Angel Clare
A freethinking son born into the family of a provincial
parson and determined to set himself up as a farmer instead of going
to Cambridge like his conformist brothers, Angel represents a rebellious striving
toward a personal vision of goodness. He is a secularist who yearns
to work for the honor and glory of man, as he tells his father
in Chapter XVIII, rather than for the honor and glory of God in
a more distant world. A typical young nineteenth-century progressive,
Angel sees human society as a thing to be remolded and improved,
and he fervently believes in the nobility of man. He rejects the
values handed to him, and sets off in search of his own. His love
for Tess, a mere milkmaid and his social inferior, is one expression
of his disdain for tradition. This independent spirit contributes
to his aura of charisma and general attractiveness that makes him
the love object of all the milkmaids with whom he works at Talbothays.
As his namein French, close to Bright Angelsuggests, Angel
is not quite of this world, but floats above it in a transcendent sphere
of his own.
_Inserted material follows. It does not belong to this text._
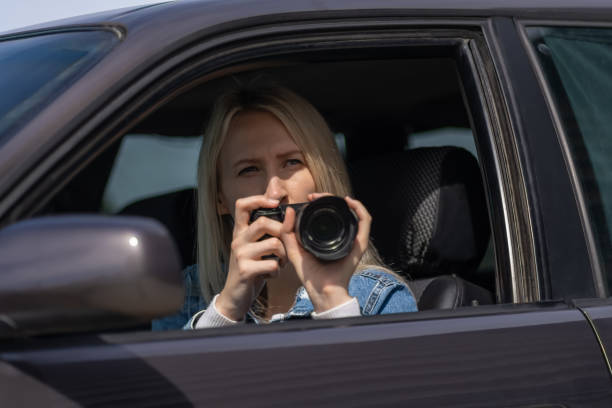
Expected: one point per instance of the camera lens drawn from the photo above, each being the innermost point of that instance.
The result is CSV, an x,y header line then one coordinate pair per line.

The narrator says that Angel shines rather than burns
and that he is closer to the intellectually aloof poet Shelley than
to the fleshly and passionate poet Byron. His love for Tess may be
abstract, as we guess when he calls her Daughter of Nature or Demeter.
Tess may be more an archetype or ideal to him than a flesh and blood
woman with a complicated life. Angel's ideals of human purity are
too elevated to be applied to actual people: Mrs. Durbeyfield's
easygoing moral beliefs are much more easily accommodated to real
lives such as Tess's. Angel awakens to the actual complexities of
real-world morality after his failure in Brazil, and only then he
realizes he has been unfair to Tess. His moral system is readjusted
as he is brought down to Earth. Ironically, it is not the angel
who guides the human in this novel, but the human who instructs
the angel, although at the cost of her own life.